Saturday, September 25, 2010

Hungry

Over the past year, we’ve talked a lot about the course of our lives and careers, and how we want them to intersect. In a very simple sense, we’ve realized how fucking rich we are, and what responsibility we have to give back to those who don’t have as much. It means different things for both of us.

I’ll let Gabe speak for himself. But for me, for now, I can’t with a clear conscience waste any more time. I think about my twenties working in magazines in New York, and how hungry I was – I did anything and everything to survive, and eventually, to excel, and hopefully, abstractly, to write stories that matter. Not from the day I started working on September 10, 2001, to when I was laid off on November 19, 2009 did I not panic that I wasn’t moving forward fast enough, scrapping for whatever recognition I could. I was hungry in the kind of way that is dangerous, directionless, and insatiable, and in my first few years in New York managed to do enough damage to myself and my body for a lifetime.

My goal when I graduated college was that within 5 years I’d be a staff writer at a major consumer magazine, a place to do that “stories that matter” thing. Five years later, there I was a staff writer at BusinessWeek, still hungry and dissatisfied, watching the magazine world – which I’d fantasized about since I could read - fall apart around me. I can only imagine what terrors gripped the people who had devoted their entire lives and careers to the magazine. As for me, I can pinpoint maybe a dozen moments and stories in my career that I felt like MATTERED, which maybe at one point would have felt like an accomplishment, but now is just sad and embarrassing. Maybe it’s that my definition of “matter” has changed, or that I will always be dissatisfied, and maybe both of those are good things. I don’t know.

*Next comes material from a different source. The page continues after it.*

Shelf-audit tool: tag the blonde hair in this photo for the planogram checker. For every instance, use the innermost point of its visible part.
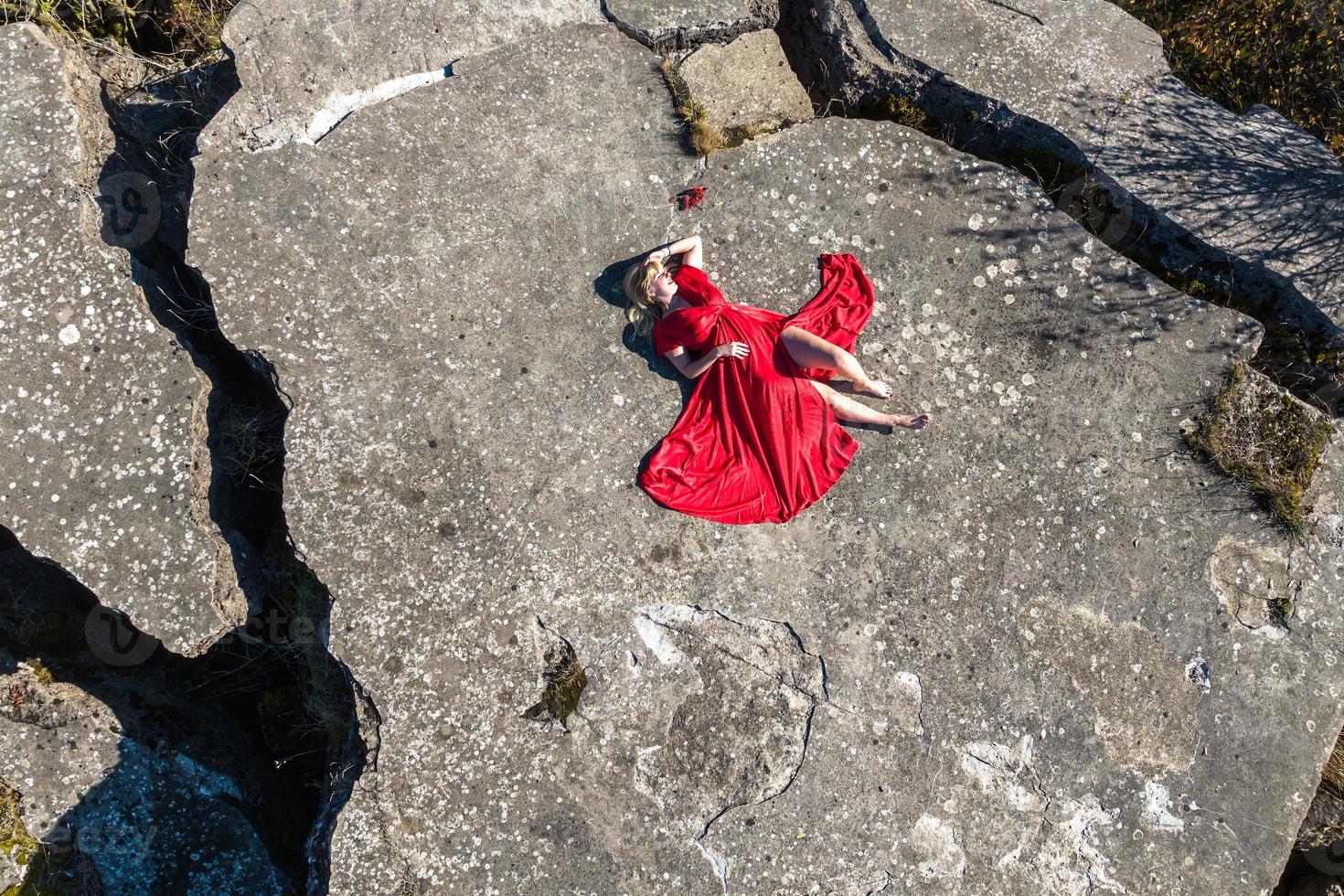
(643, 311)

But I do know that I feel like I’ve wasted time and haven’t done enough. And I haven’t had any REAL challenges. I mean, my parents paid for college. I’ve never been poor. I was vaccinated for disease. I always had proper nutrition, for chrissakes. At the basic level, I’ve never had to survive. Whatever hardship or danger I have experienced, it is because I put myself squarely in its way. While I wouldn’t change how I’ve lived, I’m unsure what it’s worth. If I feel that my path to divinity is service, as I now do, I have to accept I am nowhere near God. And for the first time in my life, I really want to be.

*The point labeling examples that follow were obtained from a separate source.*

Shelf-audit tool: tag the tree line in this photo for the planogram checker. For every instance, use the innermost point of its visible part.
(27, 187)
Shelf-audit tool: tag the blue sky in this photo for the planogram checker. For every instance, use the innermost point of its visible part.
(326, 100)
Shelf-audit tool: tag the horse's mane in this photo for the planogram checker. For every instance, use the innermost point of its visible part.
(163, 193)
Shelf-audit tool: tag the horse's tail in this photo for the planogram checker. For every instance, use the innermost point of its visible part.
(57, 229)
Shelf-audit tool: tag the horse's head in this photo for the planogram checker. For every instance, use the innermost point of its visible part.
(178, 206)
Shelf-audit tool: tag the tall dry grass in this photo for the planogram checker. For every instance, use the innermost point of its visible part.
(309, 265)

We spent our last few weeks in India volunteering at Apne Aap, a non-governmental organization in Delhi that fights to eradicate sex trafficking in India and around the globe. It was an eye-opening window into the operations of NGOs, the skills we have to offer them, and how inspiring and small and agonizing the steps are to change. Working side-by-side with women who had devoted their lives to abolishing slavery, as we have come to see the sex trade, was a revelation. Learning about trafficking shattered our humored view of red-light districts and prostitution. Our day with a young girl who had been sold by her family and adamantly refused to go back to her village gave us the tiniest glimpse of rural poverty. Though the details are unclear, it seems she was being trafficked right under our noses for domestic labor, which often leads to prostitution – and it was no extraordinary day.

I left India with a different kind of desire than the one that has always pushed me, one that is not driven by fear of failure or inadequacy. I want to do more, and to do more with purpose. If I hated the daily elements of the grind in that country – the demoralizing, dehumanizing, filthy grind – I will always love India for giving me the gift of a new kind of hunger. Thank you.